When Dr. Andrea Zaenglein was a medical student at Pennsylvania State University doing her dermatology rotation, she heard a presentation that changed the course of her life.
The chief of the dermatology department at Penn State at the time, Dr. Donald Lookingbill, shared his experiences working at the Regional Dermatology Training Center (RDTC) in Moshi, Tanzania. He had spent more than 6 months there and was heavily involved with establishing educational programs for skin cancer prevention in patients affected with albinism. His story resonated with her, tapping into her dual interests in dermatology and pediatrics. "He inspired me to want to give back not just locally, but globally. ... The need for dermatologic care in Tanzania really hit home," Dr. Zaenglein said in an interview.
Fast forward more than 13 years to 2010, when Dr. Zaenglein finally felt like she was at a point in her life "to do something big," she called Dr. Lookingbill and arranged to spend 3 months working at the RDTC with her husband and 5-year-old son in tow.
Describe the clinic. What were the facilities like in terms of resources?
The RDTC is a well-funded, very modern clinic by African standards. They are very fortunate to have the support of the International Foundation for Dermatology, along with other generous benefactors. It is located on the grounds of the Kilimanjaro Christian Medical Center, but is run independently of the hospital. Upon entering the two-story clinic, there is a large, open waiting area with benches for the patients. There are 8 to 10 exam rooms, all with large windows in case the power goes out, which is not uncommon. There are two large surgical rooms, a dispensing pharmacy, large and small lecture rooms, an area for photography, and a pathology room with a microscope for reading histopathology slides.

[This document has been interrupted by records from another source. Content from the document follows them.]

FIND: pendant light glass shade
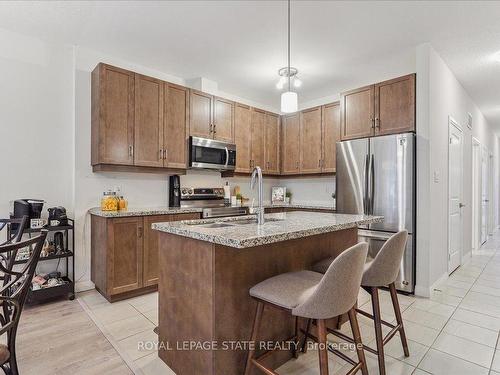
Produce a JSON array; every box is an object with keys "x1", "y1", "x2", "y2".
[{"x1": 281, "y1": 91, "x2": 299, "y2": 113}]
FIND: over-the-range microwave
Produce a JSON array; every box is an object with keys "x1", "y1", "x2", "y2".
[{"x1": 189, "y1": 137, "x2": 236, "y2": 171}]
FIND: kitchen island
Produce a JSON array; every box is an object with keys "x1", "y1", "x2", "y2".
[{"x1": 152, "y1": 212, "x2": 382, "y2": 375}]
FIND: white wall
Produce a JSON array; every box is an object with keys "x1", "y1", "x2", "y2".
[{"x1": 417, "y1": 44, "x2": 498, "y2": 294}]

The dermatology officers maintain separate male and female wards in the hospital dedicated to skin disorders. There are typically 10 to 12 patients on the ward at any given time, with disorders ranging from chronic leg ulcers to Kaposi’s sarcoma to toxic epidermal necrolysis.
How many patients did you see on a daily basis?

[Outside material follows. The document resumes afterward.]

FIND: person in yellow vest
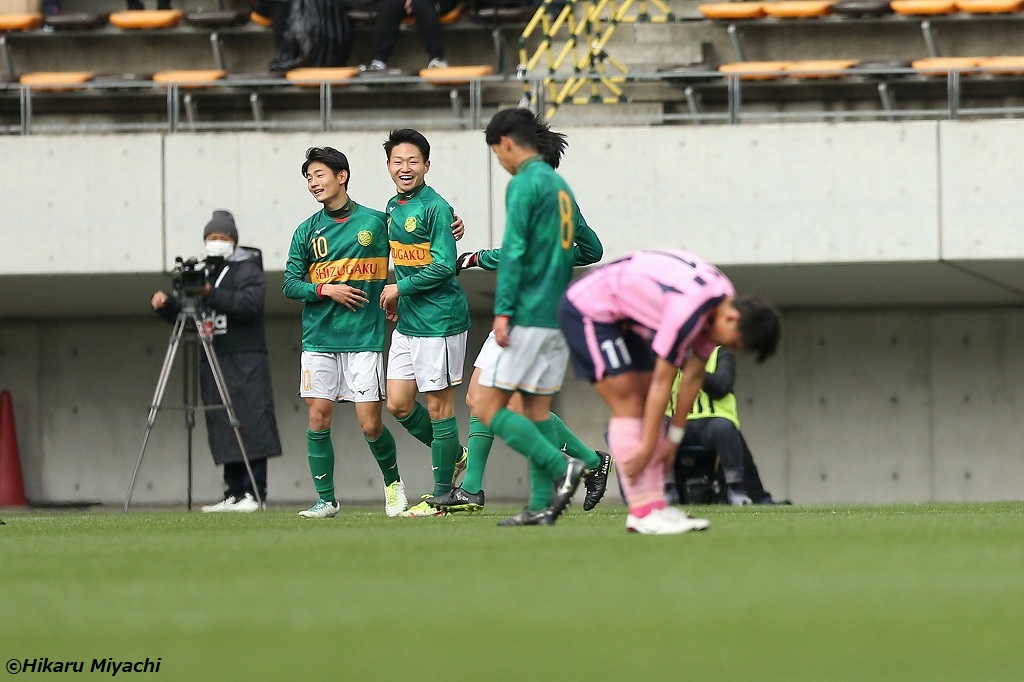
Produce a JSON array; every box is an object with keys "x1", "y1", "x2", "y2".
[{"x1": 667, "y1": 346, "x2": 791, "y2": 505}]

Outpatient clinic was held Monday, Wednesday, and Friday, from 9 a.m. until the day was done, typically around 2 p.m. We would see approximately 80 to 100 or so patients a day. Friday was the most popular clinic day. It was the pediatric day, when most of the kids came in. More than 40% of the Tanzanian population is under 15 years of age, but they have no pediatric dermatologist in all of East Africa. Nor do training programs have a formal pediatric dermatology curriculum.
What were the most common conditions?
We saw many of the conditions that I see in my patients here: atopic dermatitis, impetigo, and warts. However, there were different presentations. For example, there were several children with warts in the oral mucosa. We do not see that much in the United States. Also, because of the prevalence of HIV, many of the infectious diseases are much more extensive or advanced than what we see in the U.S., where HIV, especially advanced HIV, is uncommon in children. Disorders that we saw commonly in Tanzania that are not common in the U.S. included endemic Kaposi’s sarcoma and leprosy.
Did you have any unusual or puzzling cases?
Both albinism and xeroderma pigmentosum (XP) are very common in this part of East Africa. Because they are made worse by ultraviolet light exposure, patients present with extremely advanced and extensive skin cancers. The prevalence of albinism and the horrific targeting of affected individuals for their body parts are well publicized. I was surprised by the number of people with XP. One little girl with the disease arrived from hundreds of miles away, from a very remote part of Tanzania. She was only 4 years old and already had incredible numbers of lentigines covering both sun-exposed and non-exposed areas, where the sun had penetrated her clothing. She had numerous squamous cell carcinomas as well as basal cell carcinomas. Her eyesight was so compromised, she was essentially blind. We were able to provide the family with education about the disorder, including the role of sunlight and the need for constant protection from the sun, but the reality is that she lives in a country that lies just south of equator, and access to care is limited. Her prognosis, and that of others like her, is very grim.